The hardest part is this:
You still have to deal with life while you’re doing all of it.

Bodybuilding is simple:

  • You train.
  • You eat.
  • You recover.
  • You repeat.

Life is not that simple. Life doesn’t stop just because you’re in prep. You still have:

  • Work
  • Stress
  • Responsibilities
  • Problems you didn’t ask for

Balancing all of that while pushing your body to its limits is where things get real. Bodybuilding is easy. Life is hard.

I never thought about quitting—not once.

This is something I love, and it’s something I want to build a future with. I want to make a living doing this. I want it to provide for my family one day. When you see it that way, quitting is not on the table.

It’s do or die.

It wasn’t one big breaking point that tested me. It was the buildup:

  • Long days
  • Being tired all the time
  • Still having to show up and get it done

What carried me through wasn’t motivation. It was commitment.

Motivation comes and goes.
Commitment stays.

Handling Tough Moments

I’ve had low points—days where my body felt drained and my mind was even more tired. Times when life outside the gym was heavy, and prep wasn’t making it any easier.
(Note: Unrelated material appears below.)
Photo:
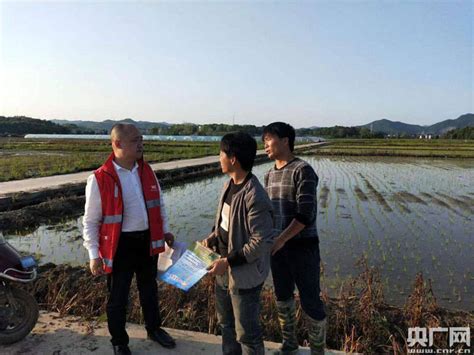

When things got tough, I leaned on my routine.

Routine keeps me steady when everything else feels chaotic. When your days are structured, you don’t waste energy deciding whether or not to do the work.

You just do it.

Over time, it becomes automatic. That’s what helped me deal with nerves, doubt, and fatigue—having a system I could trust:

  • Same training times
  • Same meals
  • Same focus
  • Same standards

It’s not about feeling ready. It’s about showing up anyway.

Training: Simple, Intense, and Consistent

Training during prep looked pretty much the same as it does all year for me. I train six days a week.

The main difference in prep was:

  • More cardio to get leaner
  • Same intensity, if not higher

Training is always intense. It has to be. Intensity is what drives growth. It’s what creates a look you can’t fake.

My biggest focus has been on my:

  • Back
  • Arms
  • Shoulders

I didn’t chase anything fancy. I didn’t overcomplicate it. I stuck with what works and stayed consistent.

If you’re new to the gym—or even if you’ve been training for years—my advice is simple:

  • Make it part of your life
  • Set the time aside and protect it
  • Be consistent
  • Don’t overthink it

Most people make this way harder than it needs to be.

My Message to Anyone Who Feels Like Quitting

If you’re feeling like quitting, understand this:

  • Growth is uncomfortable.
  • Progress is earned.

Whether it’s bodybuilding or just becoming a better version of yourself, you have to keep showing up when it’s hard. That’s where the real change happens.

Life is about improving—always.
Bodybuilding forces that on you. It brings out the best in you and makes you confront the worst parts of yourself. That’s why I love it.

My Motto

Routine builds discipline. Discipline builds freedom.